SPARQL source

The SPARQL source fetches RDF data about subjects from a triplestore exposing a SPARQL compliant endpoint. The endpoint of the source is configured either directly or implicitly by a URL system. The source uses two SPARQL queries to construct entities; the fragment query is a SPARQL SELECT query that gets a list of subjects to get data for and their modification times and a fragment query, which is a SPARQL CONSTRUCT query that gathers all relevant statements about a particular subject. The latter is then used to generate the stream of entities.

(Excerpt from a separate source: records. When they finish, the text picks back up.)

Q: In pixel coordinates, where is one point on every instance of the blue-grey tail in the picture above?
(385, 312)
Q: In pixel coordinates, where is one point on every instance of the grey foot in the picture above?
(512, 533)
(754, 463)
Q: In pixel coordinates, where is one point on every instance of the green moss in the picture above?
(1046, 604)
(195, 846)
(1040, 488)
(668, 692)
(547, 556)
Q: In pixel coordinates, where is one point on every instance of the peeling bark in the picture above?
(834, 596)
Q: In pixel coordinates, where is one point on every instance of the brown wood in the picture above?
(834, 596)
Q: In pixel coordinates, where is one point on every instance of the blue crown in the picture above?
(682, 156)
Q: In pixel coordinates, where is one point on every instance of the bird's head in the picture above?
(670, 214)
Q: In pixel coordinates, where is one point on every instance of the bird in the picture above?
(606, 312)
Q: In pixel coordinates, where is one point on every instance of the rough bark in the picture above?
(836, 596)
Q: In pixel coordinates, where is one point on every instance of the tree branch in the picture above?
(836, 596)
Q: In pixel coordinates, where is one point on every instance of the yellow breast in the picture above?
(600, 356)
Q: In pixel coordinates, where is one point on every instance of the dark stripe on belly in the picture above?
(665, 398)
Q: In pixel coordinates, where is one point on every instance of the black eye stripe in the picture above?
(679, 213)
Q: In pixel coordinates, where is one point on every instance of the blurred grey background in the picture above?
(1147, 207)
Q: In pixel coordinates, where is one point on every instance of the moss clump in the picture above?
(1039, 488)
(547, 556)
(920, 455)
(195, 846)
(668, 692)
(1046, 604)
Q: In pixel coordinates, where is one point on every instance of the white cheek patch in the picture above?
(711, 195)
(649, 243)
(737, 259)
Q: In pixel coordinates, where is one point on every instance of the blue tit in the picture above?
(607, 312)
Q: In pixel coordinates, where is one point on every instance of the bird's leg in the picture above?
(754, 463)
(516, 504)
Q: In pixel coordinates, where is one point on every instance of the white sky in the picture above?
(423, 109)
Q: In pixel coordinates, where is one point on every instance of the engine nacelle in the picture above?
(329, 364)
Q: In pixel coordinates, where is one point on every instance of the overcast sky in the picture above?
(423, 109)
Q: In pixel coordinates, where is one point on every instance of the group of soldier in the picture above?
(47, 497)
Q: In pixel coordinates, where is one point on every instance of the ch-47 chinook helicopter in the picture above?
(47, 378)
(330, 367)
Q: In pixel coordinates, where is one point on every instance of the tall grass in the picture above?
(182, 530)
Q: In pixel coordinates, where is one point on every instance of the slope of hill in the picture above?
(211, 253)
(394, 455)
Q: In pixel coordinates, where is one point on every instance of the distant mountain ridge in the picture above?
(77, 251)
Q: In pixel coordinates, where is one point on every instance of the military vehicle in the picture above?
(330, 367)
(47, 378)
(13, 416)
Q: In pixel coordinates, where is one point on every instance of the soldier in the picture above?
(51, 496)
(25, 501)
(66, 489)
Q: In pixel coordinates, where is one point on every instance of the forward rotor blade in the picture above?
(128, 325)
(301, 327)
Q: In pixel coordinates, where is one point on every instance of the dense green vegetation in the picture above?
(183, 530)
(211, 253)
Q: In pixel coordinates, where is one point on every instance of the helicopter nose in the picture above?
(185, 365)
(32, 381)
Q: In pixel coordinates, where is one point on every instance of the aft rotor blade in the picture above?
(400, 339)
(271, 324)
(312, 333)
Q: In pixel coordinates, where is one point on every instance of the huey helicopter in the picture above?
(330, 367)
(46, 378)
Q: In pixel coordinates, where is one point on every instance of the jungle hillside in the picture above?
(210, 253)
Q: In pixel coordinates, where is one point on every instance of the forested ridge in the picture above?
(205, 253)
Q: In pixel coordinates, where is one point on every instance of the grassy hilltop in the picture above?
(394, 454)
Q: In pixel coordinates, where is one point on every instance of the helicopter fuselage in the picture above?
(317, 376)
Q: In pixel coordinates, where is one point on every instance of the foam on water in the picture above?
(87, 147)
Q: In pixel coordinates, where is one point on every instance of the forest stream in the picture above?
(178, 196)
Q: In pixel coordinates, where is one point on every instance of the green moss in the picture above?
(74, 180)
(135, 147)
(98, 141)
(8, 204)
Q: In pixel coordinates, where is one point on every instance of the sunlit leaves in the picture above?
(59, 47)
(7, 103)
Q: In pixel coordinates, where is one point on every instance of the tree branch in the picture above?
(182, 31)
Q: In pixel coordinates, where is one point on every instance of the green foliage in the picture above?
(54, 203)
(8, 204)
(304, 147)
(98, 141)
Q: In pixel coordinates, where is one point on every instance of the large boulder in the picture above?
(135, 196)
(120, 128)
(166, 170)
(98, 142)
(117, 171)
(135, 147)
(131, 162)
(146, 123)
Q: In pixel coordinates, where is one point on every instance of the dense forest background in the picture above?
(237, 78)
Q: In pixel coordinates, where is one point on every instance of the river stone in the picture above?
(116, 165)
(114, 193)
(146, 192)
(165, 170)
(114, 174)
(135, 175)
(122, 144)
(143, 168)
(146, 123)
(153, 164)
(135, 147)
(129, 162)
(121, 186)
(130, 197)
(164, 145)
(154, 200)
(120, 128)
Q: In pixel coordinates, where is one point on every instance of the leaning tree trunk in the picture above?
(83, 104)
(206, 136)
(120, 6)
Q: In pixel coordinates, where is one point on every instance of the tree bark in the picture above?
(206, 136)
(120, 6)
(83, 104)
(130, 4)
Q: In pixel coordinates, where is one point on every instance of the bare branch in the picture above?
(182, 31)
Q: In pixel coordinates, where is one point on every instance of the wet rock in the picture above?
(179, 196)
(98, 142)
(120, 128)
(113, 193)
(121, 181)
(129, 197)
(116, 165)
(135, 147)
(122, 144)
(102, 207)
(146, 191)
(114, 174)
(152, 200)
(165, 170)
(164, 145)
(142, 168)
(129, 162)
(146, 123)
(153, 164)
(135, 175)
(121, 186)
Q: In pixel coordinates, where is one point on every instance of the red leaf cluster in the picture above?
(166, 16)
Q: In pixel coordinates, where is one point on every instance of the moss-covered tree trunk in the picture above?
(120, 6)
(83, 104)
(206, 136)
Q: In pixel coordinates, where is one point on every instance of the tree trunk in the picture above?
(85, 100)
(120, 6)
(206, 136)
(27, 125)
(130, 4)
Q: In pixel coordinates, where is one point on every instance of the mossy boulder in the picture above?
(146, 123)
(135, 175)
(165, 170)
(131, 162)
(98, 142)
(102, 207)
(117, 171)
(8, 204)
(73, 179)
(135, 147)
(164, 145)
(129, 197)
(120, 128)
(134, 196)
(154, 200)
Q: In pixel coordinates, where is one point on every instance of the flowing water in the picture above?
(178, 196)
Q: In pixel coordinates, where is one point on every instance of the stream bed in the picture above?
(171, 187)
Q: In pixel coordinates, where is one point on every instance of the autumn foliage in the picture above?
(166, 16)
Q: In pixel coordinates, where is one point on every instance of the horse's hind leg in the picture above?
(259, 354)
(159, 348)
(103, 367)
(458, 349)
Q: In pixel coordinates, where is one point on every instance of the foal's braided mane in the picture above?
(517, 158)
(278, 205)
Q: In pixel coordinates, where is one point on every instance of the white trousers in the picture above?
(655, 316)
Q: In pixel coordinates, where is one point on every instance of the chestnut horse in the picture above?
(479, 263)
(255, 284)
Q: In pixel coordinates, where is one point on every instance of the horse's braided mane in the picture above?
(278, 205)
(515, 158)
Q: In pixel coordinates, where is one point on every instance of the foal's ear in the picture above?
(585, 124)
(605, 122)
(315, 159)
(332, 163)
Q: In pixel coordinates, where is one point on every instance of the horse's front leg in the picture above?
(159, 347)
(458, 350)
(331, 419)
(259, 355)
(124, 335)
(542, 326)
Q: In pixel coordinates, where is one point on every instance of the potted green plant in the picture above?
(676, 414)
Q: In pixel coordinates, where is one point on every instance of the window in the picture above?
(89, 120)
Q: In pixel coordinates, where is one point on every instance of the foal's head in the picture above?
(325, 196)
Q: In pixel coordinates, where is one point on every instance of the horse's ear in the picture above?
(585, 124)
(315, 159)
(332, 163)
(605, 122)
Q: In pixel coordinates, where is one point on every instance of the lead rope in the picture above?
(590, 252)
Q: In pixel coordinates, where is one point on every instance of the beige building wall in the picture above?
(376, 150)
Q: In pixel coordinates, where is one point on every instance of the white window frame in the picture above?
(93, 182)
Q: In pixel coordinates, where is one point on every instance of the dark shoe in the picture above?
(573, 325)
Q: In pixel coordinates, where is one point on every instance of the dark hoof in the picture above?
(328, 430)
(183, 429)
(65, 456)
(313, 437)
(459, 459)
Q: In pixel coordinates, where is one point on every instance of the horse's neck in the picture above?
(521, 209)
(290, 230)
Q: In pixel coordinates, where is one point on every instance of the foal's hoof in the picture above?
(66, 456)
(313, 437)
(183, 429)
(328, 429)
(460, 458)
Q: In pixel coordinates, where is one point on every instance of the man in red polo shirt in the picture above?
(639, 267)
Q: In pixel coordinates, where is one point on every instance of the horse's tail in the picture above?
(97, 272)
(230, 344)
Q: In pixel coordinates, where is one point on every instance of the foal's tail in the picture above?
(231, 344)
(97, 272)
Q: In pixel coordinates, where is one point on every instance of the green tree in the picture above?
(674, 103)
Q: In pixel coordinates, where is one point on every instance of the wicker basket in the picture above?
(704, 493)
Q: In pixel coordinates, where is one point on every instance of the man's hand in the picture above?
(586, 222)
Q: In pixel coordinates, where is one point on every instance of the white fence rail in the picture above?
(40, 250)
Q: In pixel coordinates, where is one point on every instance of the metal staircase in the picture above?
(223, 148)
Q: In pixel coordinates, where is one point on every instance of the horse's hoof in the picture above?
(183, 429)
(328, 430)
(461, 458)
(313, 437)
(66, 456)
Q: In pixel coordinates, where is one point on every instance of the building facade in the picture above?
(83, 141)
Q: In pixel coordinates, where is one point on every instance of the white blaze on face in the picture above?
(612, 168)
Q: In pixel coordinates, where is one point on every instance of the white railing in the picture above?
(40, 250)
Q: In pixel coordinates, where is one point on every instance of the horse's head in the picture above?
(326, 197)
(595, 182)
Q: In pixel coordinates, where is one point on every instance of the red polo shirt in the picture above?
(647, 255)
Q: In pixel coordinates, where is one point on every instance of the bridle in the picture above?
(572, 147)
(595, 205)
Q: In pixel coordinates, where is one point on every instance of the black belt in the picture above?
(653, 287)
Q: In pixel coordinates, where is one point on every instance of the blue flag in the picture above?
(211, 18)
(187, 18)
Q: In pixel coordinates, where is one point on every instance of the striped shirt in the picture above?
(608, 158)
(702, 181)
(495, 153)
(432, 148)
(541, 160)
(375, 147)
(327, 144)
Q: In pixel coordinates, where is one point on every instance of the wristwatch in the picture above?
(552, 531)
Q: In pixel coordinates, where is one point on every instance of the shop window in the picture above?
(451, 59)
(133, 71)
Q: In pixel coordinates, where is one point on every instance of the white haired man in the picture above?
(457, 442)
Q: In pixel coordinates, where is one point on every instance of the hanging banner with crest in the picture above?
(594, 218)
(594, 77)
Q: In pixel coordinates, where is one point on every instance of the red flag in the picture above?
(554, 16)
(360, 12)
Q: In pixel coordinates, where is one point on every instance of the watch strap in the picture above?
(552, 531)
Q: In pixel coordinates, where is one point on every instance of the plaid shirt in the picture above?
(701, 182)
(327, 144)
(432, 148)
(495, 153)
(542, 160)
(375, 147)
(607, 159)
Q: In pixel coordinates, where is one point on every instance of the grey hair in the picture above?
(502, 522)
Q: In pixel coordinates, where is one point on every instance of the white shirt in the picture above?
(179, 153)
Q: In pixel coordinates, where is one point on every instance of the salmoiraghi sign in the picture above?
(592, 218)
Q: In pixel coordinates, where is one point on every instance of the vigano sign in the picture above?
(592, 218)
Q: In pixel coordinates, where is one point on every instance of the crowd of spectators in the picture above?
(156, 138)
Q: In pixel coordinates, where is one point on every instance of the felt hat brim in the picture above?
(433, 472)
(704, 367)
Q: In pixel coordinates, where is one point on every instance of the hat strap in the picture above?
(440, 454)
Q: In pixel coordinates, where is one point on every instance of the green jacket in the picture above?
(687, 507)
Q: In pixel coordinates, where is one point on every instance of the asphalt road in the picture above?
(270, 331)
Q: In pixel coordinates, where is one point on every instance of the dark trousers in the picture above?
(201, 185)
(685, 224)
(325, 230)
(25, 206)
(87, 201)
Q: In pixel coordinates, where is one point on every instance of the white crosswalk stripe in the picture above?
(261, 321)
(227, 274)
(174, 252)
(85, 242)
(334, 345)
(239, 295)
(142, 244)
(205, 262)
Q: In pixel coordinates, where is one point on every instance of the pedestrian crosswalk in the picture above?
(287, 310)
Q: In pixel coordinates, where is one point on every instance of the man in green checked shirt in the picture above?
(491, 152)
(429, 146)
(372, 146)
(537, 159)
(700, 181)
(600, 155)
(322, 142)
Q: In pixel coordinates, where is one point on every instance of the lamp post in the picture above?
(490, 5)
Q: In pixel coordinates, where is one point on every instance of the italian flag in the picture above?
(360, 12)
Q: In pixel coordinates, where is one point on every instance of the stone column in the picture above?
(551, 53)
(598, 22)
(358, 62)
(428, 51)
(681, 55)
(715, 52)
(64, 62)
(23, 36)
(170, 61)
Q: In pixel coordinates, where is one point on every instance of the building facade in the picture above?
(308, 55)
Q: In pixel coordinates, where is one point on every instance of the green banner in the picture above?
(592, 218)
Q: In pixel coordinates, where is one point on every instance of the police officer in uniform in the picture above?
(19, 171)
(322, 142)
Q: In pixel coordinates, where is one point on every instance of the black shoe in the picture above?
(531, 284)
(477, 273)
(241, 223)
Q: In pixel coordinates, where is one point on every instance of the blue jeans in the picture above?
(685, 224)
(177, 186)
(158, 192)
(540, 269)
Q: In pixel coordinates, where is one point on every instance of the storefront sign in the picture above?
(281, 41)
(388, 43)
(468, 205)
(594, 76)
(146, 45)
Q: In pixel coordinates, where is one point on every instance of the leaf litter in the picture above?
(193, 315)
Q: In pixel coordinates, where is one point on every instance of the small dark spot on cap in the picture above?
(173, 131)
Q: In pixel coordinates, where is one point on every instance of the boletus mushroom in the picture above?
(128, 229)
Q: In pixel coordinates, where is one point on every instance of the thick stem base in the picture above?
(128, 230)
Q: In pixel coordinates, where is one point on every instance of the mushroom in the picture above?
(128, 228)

See the Working with RDF document for more detail on working with RDF in Sesam.

Prototype

{
    "type": "sparql",
    "system": "url-system-id",
    "url": "sparql-endpoint",
    "fragments_query": "SPARQL select query",
    "fragment_query": "SPARQL construct query"
    "initial_since_value": "0001-01-01T00:00:00Z"
}

Properties

Property

Type

Description

Default

Req

system

String

The id of the URL System component to use.

Yes

fragments_query

List<String> or String

A SPARQL SELECT query that should return exactly two bound variables: id which should contain a unique subject and updated which should contain its modification time in ISO UTC format (or “0001-01-01T00:00:00Z” if not available in the data). If you would like the source to have continuation support, then you must include a filter based on the updated content compared to the current since moniker. You must use a variable expansion ${since} for this purpose. The query result set should always be ordered by the “?updated” variable. If a list of strings is given, they will be converted to a single string by concatenation with the newline character.

Yes

fragment_query

List<String> or String

A SPARQL CONSTRUCT query that should return all the relevant statements for a particular subject selected by the fragments_query query. The query should use the expansion variable “${uri}” to filter or select the correct subject to construct the statements to return. If a list of strings is given, they will be converted to a single string by concatenation with the newline character.

Yes

initial_since_value

String

A string literal to use when querying the triplestore the first time.

“0001-01-01T00:00:00Z”

if_source_empty

Enum<String>

Determines the behaviour of the pipe when the SPARQL source does not return any entities. Normally, any previously synced entities will be deleted even if the pipe does not receive any entities from its source. If set to "fail", the pipe will automatically fail if the source returns no entities. This means that any previous entities in the pipe’s dataset are not deleted. If set to "accept", the pipe will not fail and any previously synced entities will be deleted.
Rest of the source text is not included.